Letter: Fourth of July is a religious holiday too

I am not sorry the birth of our nation, the United States of America, has fallen on a Sunday every seven years. America is 234 years old, so the Fourth of July has been on a Sunday approximately 33.4 years. All across our wonderful country, the birth of our nation has been celebrated with parades since 1776, Sunday or no Sunday, every year. Except seven years ago, to try to pacify this misfortune, the Range Call Committee had the parade on a Saturday and the U.S. citizens in Meeker raised …!

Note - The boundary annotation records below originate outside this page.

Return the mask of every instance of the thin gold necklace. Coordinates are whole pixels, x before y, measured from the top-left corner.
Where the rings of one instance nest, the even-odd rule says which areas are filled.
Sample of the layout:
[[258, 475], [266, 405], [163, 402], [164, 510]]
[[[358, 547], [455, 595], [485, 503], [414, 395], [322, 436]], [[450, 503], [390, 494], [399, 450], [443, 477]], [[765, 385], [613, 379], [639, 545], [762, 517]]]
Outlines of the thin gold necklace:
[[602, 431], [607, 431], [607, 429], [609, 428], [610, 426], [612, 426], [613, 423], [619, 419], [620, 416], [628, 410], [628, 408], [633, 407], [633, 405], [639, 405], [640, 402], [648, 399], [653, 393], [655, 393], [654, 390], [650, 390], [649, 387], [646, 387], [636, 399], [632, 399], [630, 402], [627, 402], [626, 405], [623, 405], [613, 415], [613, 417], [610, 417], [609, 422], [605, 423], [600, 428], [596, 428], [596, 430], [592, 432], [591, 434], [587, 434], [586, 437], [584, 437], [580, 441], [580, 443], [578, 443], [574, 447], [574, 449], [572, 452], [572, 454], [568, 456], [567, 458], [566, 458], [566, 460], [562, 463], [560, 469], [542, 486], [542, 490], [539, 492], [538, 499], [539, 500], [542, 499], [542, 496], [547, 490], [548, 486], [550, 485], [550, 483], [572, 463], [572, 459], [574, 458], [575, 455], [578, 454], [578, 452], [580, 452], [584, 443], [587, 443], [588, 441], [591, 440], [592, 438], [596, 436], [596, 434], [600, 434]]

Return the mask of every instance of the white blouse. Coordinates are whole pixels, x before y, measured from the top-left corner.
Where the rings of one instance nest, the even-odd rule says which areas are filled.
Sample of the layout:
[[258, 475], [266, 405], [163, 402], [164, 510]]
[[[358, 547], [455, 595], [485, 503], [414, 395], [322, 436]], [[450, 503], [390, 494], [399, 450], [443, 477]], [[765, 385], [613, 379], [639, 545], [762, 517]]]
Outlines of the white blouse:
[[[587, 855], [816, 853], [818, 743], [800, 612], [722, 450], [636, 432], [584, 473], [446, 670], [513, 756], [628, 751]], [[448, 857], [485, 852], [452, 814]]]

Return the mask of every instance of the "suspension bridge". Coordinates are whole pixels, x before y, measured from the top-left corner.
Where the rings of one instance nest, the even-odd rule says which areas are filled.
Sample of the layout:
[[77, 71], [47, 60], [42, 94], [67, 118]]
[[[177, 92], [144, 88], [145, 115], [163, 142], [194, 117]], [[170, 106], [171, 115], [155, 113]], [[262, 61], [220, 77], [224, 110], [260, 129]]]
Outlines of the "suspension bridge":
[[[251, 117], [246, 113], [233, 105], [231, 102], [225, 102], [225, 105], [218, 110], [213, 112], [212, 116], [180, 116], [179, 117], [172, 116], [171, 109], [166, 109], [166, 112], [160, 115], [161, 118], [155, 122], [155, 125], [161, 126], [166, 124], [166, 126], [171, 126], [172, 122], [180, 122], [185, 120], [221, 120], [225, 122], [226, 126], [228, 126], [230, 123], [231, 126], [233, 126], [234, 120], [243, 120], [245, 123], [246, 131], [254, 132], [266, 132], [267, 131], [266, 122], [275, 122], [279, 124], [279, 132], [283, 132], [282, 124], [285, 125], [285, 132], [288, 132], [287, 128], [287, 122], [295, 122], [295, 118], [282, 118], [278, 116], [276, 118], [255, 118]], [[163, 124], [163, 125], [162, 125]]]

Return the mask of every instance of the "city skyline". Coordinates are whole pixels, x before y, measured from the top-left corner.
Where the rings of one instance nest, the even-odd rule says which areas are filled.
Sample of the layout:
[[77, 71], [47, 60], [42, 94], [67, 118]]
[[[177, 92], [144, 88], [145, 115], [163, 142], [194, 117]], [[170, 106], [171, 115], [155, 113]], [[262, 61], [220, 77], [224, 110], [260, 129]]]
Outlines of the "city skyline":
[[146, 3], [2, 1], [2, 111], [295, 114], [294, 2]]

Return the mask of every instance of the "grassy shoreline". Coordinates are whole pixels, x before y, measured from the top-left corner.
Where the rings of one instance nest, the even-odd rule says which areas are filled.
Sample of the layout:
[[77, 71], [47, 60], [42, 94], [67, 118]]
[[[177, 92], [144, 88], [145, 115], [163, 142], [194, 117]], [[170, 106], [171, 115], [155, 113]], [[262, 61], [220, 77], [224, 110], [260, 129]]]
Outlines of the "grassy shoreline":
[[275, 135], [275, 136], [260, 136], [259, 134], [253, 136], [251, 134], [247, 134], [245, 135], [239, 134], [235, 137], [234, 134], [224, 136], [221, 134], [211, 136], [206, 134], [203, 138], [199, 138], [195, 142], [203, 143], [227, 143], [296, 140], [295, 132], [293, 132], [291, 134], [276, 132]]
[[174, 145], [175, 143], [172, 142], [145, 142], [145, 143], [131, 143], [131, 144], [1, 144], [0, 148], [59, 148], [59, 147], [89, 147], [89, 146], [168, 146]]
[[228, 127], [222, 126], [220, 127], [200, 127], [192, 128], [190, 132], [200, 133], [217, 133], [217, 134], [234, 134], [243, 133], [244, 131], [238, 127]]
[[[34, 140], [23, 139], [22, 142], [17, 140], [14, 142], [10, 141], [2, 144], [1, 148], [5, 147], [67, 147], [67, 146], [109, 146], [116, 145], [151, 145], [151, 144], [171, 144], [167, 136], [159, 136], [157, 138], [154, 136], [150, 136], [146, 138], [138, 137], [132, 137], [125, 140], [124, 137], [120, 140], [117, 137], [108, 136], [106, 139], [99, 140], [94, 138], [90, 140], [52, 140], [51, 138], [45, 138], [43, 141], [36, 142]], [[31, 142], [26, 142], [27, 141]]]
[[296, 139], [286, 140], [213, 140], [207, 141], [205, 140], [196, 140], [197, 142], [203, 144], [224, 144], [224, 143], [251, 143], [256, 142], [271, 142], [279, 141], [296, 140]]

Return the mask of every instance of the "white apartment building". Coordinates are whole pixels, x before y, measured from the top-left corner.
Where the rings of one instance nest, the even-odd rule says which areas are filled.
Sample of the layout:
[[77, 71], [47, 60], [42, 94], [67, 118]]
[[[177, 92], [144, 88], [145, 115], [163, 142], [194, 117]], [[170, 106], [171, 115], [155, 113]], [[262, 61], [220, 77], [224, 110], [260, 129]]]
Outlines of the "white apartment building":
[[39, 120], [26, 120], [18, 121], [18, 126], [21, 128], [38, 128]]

This year, the powers to be of the Fourth celebration decided to hire a band and have gospel music on the courthouse lawn from 8 to 9:30 a.m., in hopes of rectifying this dilemma. Several churches have changed their time to 8 a.m., or afternoon or evening services. Then their parishioners can be at the parade.
If it wasn’t for July 4, 1776, the Church of England would be our one and only religion. All the deaths of our service men and women during the American Revolution and every battle since then to now, have died for our “freedom of religion” and all the freedoms we have in this great country of ours … and they died every day of the week, including Sundays.
Range Call has had our nation’s parade every seven years on a Sunday, except one, for 125 years, and I don’t think it needs any changing. For those that want to go to church at 10 a.m. and not change their time, that is an honorable thing to do. Because our nation was founded “In God We Trust.”
This was written because I did not like last week’s letter by Pastor Rogers Huck Meredith scolding our community for celebrating the Fourth of July with a parade on a Sunday … that is what all U.S. citizens and “Those who have fought and died for the United States of America do on our nation’s birthday.”
Now if I have offended anybody — I have lived life at its fullest — please pray for me, because I may need all the prayers I can get.